La structuration de la langue italienne commence au début du XIVe siècle avec les travaux de Dante Alighieri, Francesco Pétrarque et Giovanni Boccace, écrits en toscan, langue parlée en Florence, dans laquelle on retrouve des mots siciliens et latins. L’œuvre littéraire figure de proue de cette langue est La divine comédie, un poème écrit par Dante Alighieri, composé de 14 233 vers, regroupés en tercets (strophes de trois vers).

Cette œuvre importante est finalement divisée et distribuée en trois cantiques : l’enfer, le purgatoire et le ciel. Chacun des cantiques contient 33 chants.

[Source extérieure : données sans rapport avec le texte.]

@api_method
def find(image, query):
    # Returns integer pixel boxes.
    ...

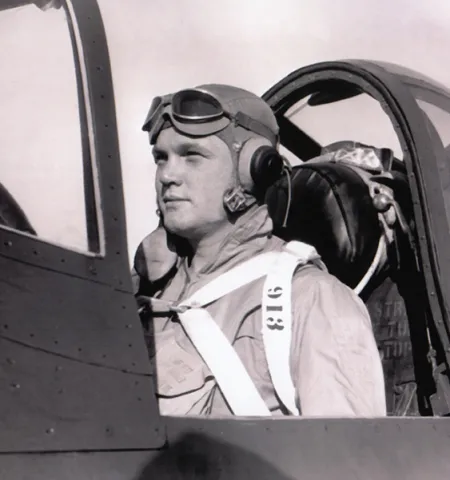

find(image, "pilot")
[134,84,386,417]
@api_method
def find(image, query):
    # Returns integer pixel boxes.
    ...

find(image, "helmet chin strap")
[216,125,256,213]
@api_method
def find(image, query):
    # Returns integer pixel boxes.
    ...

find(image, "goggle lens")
[172,90,224,122]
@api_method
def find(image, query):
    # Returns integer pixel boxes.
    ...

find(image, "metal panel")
[0,253,165,452]
[163,418,450,480]
[0,418,450,480]
[0,0,131,291]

À la suite de la publication de ce poème, plusieurs courants littéraires se développent dans les territoires de la péninsule italienne, en essayant de suivre des règles grammaticales qui pourraient guider un vocabulaire commun. Dans les années 1830, Manzoni travaille avec le Resurgimento pour mettre au point la langue italienne nationale, qui sera instaurée dans l’Italie unifiée, en 1861.

C’est dans ce contexte Giuseppe Verdi devient ami et collaborateur de Manzoni et de ses tuteurs en composition musicale – Vincenzo Lavigne et Pietro Massini – et joue dans l’orchestre de l’Association philharmonique de Milan, entre 1832 et 1835. Au cours de cette même période, Giuseppe retourne à Busseto et y occupe le poste de directeur de l’École de musique. En 1836, il marie Margherita, fille de son mécène Antonio Barezzi, et compose plusieurs œuvres religieuses, des chansons pour voix et piano, et termine la composition de sa première pièce d’opéra : Oberto, Conte di San Bonifacio, dont le livret est écrit par Antonio Piazza et Thémistocle Solera.